L’arrivée d’un chiot

Enfin ! Il est là ! Ce tout petit chiot si mignon… C’est le début d’une longue aventure. Il va falloir lui donner du temps, une éducation et être patient. Finalement, le chiot et l’enfant ne sont pas si différents.

Vivre avec lui

Les chiots ont besoin de repères, de règles et d’avoir une place bien déterminée. Plus l’apprentissage a lieu tôt, plus la cohabitation homme/chien sera facile. Une des premières choses à inculquer au chiot est le respect de certaines règles comportementales, afin que la hiérarchie soit claire. Le chiot doit, par exemple, apprendre que vous n’êtes pas toujours à sa disposition.

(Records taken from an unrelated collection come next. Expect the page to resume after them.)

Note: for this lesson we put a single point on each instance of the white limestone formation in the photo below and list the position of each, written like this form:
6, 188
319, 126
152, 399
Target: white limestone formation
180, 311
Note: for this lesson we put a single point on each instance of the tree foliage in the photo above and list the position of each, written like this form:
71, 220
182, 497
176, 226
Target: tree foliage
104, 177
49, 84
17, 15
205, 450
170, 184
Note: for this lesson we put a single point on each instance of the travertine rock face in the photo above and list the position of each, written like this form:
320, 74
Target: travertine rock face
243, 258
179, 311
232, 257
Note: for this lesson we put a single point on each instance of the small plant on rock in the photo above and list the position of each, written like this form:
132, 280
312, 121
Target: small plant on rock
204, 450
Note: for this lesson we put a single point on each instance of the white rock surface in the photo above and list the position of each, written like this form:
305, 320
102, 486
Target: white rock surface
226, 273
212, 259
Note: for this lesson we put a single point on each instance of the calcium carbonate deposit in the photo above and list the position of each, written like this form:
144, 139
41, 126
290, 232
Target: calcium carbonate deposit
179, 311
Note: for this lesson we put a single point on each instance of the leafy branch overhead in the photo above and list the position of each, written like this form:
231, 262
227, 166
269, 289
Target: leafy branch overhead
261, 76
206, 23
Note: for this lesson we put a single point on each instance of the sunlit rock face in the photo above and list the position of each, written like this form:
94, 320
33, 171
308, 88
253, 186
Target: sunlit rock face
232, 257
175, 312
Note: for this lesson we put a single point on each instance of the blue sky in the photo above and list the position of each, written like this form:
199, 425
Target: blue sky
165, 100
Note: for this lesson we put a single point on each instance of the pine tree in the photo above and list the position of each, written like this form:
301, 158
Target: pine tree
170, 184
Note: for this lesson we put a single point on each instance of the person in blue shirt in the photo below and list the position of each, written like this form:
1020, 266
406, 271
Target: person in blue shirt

Prenons un exemple : toute la famille est tranquillement installée sur le canapé et le chiot arrive et réclame des caresses. Devant ses yeux doux, impossibles de résister… Alors on le caresse, jusqu’à ce qu’il ne veuille plus de câlin. Le chiot vient de comprendre que c’est lui le maître et que sa famille sera là quand il le voudra.

Alors pourquoi obéirait-il ? Puisqu’il considère l’homme comme son distributeur de croquettes, sa machine à jeux ou celui qui comble tous ses désirs. C’est donc à vous de l’inciter à jouer, de l’appeler pour les câlins. Posez les limites, votre chiot ne vous en aimera pas moins.

Communiquer avec lui

Vous ne pouvez pas communiquer avec un chiot de la même manière que vous parlez avec en enfant. Les chiens ne comprennent pas notre langue. Ils peuvent certes assimiler certains ordres à des gestes et interpréter les intonations de voix, mais le sens leur échappe. Épargnez vous donc les longues réprimandes mais essayez de comprendre son langage. Les chiens utilisent principalement le langage corporel: la posture, les gestes…

Si par exemple, lorsque vous le grondez après une bêtise, le chien adopte un air soumis et de regret, cela ne veut pas dire qu’il a mauvaise conscience. Il réagit juste au ton de la voix et à votre attitude. Il essaye alors de vous amadouer en se faisant tout petit. Les chiens ne vivent que dans le présent, ils ne comprennent les louanges ou réprimandes que sur le moment de l’action.

Pour le féliciter, parlez-lui gentiment, donnez-lui une friandise, caressez-le. Pour le gronder, utilisez une voix basse et fâchée.